The N.C. Supreme Court, which had four of the seven seats up for grabs, will maintain its Republican-leaning majority.
With Democrats in only three of the races, the party majority on the seven-member court was known before any ballots were cast.
But how far the partisan scales would tilt was a topic of keen interest this year.
With 95 percent of the precincts reporting in the race for the chief justice seat between two Republicans, Mark Martin appeared to have handily turned back a challenge by Ola M. Lewis.
Martin, 51, of Apex, was appointed to the seat in the late summer after serving as an associate justice for 18 years.
Lewis, a senior resident Superior Court judge in Brunswick County, entered the race shortly before the filing period closed.
Though she used to be a registered Democrat, she changed her party affiliation to Republican almost a decade ago. At campaign stops and in interviews, Lewis said she entered the race for the chief justice seat because she thought “political gamesmanship” had occurred.
Two of the three Democrats – incumbent Robin Hudson, 62; and Sam Ervin IV, 58, an N.C. Court of Appeals judge – were leading their races.
Hudson was ahead of Eric Levinson, a Mecklenburg Superior Court judge who describes himself as a “Constitutional Conservative who is faithfully committed to the rule of law and a deliberative court process that respects the interests and concerns of all persons who come into the courtroom.”
Beasley and Mike Robinson, 59, an attorney in Winston-Salem who has campaigned on a platform that he would bring a business perspective to the high court, were tied with 50 percent each.
Ervin, was leading Robert Hunter, 67, a Republican who was appointed to the N.C. Supreme Court in September after serving for eight years on the N.C. Court of Appeals.

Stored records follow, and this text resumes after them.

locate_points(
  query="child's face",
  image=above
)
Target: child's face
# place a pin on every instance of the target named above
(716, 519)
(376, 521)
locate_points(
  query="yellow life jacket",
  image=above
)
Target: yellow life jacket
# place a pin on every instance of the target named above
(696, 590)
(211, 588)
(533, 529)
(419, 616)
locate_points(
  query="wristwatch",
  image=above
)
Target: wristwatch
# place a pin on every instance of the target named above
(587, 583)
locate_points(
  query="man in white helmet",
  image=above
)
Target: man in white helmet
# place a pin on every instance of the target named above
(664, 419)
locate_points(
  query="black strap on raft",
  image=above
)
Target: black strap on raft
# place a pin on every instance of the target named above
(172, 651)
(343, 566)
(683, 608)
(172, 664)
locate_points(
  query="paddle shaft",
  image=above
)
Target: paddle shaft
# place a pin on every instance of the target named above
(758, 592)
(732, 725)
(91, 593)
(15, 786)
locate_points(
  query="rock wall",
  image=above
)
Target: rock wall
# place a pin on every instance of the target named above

A year after the first legislative session in more than a century where Republicans controlled both General Assembly chambers of the governor’s office, the state’s courts are grappling with a host of legal issues that divide along partisan lines. Challenges to new election laws, school vouchers, environmental regulations, abortion clinic restrictions, congressional and legislative redistricting, and more are making their way through the state courts
The nonpartisan races saw an influx of money from outside partisan groups – $1.4 million as of last reporting, spent largely in TV ads for Republicans.
Candidates raised an additional $3.8 million, bringing the total cost of the elections to a record-breaking $5.2 million.
As the judicial candidates campaigned across the state, they stated at forum after forum that they intended to stay out of the partisan fray and weigh the lawsuits and cases before the state’s highest court on the rule of law.
North Carolina, which saw a sharp swing to the political right in 2013, has become a testing ground for some tax policies, deregulation and social-program cutbacks that national conservative organizations have promoted.